2. Append its URL to the `SERVERS` env var in `docker-compose.yml`.
3. Run `docker compose up -d`.
No code changes required.
### Adding a new load-balancing strategy
1. Create a struct implementing the `Strategy` interface in `backend/internal/loadbalancer/`.
2. Register it in `backend/internal/loadbalancer/factory.go`.
3. Add the strategy name to the config validation in `backend/internal/config/config.go`.
4. Add tests in `strategies_test.go`.
---
## Testing
```bash
# All Go tests with race detector
task test
# Tests + HTML coverage report
task test-coverage
# Python feature-alignment tests
task test-python
# Run a quick load test (requires 'hey')
task load-test
# Lint
task lint
```
---
## Deployment
### Docker Compose (recommended for single-node)
```bash
cp .env.example .env # Fill in production values
task up
```
### Kubernetes (Helm)
```bash
# Install
helm install neurabalancer deployments/helm/charts/neurabalancer \
--set image.tag=v1.0.0 \
--set db.password= \
--set grafana.adminPassword=
# Upgrade
helm upgrade neurabalancer deployments/helm/charts/neurabalancer \
--set image.tag=v1.1.0
# Status
kubectl get pods -l app.kubernetes.io/name=neurabalancer
```
### CI/CD
- **CI** runs on every pull request and push to `main`/`develop` — linting, tests, Docker build check.

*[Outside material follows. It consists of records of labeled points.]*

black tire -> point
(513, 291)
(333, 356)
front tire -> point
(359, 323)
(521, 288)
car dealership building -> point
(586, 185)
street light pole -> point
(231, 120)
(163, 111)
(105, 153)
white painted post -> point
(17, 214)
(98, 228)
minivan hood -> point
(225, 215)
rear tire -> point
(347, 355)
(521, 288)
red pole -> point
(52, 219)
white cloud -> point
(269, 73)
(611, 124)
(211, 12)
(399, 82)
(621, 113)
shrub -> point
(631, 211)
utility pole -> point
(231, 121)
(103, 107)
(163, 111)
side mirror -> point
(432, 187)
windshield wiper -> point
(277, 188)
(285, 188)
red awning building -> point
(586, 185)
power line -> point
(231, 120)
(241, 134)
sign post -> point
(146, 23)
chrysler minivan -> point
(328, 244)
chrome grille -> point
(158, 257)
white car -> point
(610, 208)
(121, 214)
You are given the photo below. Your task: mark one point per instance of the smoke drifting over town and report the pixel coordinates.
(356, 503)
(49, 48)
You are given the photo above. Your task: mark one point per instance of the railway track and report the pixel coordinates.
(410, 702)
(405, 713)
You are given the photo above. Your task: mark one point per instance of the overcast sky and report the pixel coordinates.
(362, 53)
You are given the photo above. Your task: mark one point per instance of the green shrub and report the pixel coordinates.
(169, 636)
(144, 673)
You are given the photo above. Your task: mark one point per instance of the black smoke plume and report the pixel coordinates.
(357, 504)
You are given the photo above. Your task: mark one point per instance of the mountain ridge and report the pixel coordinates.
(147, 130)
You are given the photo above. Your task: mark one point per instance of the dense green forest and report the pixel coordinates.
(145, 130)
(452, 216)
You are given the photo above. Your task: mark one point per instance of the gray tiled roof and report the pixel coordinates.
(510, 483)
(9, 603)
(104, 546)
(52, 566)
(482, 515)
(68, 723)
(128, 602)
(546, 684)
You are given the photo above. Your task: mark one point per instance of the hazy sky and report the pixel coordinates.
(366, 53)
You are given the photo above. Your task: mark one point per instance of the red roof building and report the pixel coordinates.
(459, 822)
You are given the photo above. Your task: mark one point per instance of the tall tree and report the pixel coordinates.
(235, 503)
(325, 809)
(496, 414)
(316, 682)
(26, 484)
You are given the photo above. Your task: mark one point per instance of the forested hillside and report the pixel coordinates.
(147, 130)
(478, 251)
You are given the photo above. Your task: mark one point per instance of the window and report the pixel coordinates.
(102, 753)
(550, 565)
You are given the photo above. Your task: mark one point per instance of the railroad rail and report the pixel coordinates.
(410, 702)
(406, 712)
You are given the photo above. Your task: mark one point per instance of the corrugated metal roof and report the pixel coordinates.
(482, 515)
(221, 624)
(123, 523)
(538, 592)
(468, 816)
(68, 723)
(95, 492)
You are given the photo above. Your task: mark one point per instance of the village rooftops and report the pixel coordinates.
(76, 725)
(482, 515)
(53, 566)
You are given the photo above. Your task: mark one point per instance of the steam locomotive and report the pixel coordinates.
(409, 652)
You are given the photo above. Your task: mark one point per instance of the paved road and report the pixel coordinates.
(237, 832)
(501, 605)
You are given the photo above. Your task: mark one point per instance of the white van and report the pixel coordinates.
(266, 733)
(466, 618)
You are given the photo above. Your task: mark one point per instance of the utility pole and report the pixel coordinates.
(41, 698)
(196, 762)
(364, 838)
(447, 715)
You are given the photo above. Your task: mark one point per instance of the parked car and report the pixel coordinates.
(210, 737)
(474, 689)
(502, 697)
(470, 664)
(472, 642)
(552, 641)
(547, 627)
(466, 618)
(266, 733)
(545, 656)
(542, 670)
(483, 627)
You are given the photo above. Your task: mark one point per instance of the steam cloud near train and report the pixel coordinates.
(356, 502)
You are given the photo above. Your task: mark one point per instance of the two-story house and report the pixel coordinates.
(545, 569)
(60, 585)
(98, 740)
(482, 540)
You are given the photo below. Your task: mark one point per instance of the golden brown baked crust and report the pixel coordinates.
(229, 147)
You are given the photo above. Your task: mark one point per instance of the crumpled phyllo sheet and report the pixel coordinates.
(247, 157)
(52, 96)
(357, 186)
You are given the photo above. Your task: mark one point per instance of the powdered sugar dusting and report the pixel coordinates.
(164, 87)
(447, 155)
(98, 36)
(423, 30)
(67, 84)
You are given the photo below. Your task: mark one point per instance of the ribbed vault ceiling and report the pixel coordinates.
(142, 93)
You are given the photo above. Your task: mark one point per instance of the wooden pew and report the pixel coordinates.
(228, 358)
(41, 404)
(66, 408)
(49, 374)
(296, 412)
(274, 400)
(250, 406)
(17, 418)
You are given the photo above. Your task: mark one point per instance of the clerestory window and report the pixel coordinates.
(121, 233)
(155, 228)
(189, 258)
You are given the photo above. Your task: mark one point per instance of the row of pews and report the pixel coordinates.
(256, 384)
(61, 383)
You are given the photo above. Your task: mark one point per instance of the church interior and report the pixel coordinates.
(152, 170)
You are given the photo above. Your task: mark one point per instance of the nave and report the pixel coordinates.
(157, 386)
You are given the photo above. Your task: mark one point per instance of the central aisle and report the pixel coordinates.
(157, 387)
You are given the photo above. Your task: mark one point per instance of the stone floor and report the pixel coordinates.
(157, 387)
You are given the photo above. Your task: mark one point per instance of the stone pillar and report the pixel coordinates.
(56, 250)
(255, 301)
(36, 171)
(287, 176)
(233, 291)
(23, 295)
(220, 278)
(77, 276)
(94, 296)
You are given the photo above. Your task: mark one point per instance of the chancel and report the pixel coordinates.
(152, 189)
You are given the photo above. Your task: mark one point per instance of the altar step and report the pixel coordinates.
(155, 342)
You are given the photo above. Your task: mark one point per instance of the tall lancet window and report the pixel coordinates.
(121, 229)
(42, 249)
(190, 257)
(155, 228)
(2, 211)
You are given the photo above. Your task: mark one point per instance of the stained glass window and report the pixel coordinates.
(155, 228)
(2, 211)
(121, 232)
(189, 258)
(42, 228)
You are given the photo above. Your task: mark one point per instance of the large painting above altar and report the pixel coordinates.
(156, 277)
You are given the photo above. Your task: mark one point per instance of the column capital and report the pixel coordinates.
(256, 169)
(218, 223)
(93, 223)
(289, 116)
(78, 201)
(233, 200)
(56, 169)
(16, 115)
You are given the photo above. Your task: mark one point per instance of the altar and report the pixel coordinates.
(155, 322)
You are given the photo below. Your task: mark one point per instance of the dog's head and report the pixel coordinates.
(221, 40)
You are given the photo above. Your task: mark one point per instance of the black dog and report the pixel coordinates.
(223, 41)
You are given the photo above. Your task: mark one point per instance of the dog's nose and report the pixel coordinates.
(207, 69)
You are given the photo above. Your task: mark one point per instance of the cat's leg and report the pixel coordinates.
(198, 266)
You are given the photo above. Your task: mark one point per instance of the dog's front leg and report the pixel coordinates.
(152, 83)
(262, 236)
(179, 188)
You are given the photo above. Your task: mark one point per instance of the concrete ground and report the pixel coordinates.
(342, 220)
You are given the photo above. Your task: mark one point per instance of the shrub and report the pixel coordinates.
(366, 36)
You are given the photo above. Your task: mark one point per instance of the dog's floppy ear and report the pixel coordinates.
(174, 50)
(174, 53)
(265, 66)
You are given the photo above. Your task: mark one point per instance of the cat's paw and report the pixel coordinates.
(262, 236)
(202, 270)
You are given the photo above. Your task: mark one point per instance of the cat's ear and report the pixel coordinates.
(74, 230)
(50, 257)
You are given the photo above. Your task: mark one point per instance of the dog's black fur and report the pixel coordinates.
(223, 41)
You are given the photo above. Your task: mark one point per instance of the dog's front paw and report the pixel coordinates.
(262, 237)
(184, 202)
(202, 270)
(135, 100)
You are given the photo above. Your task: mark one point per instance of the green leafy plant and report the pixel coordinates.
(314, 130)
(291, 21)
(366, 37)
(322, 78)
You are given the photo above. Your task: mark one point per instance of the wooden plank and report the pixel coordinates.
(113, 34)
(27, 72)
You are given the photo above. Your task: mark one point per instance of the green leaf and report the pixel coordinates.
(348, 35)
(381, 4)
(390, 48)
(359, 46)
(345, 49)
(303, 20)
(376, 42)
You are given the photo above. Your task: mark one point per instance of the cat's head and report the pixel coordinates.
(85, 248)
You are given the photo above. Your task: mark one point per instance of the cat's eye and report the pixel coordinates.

- **CD** runs on version tags (`v*.*.*`) — builds and pushes images to GHCR, then syncs ArgoCD.
Set these repository secrets for CD:
- `ARGOCD_SERVER` — your ArgoCD server URL
- `ARGOCD_AUTH_TOKEN` — ArgoCD authentication token
---
## Contributing
1. Fork the repository
2. Run `task setup` to install hooks and dependencies
3. Create a feature branch: `git checkout -b feat/my-feature`
4. Commit using [Conventional Commits](https://www.conventionalcommits.org/): `feat:`, `fix:`, `chore:`, etc.
5. Push and open a pull request against `main`
Please keep PRs focused and small. Include tests for new functionality.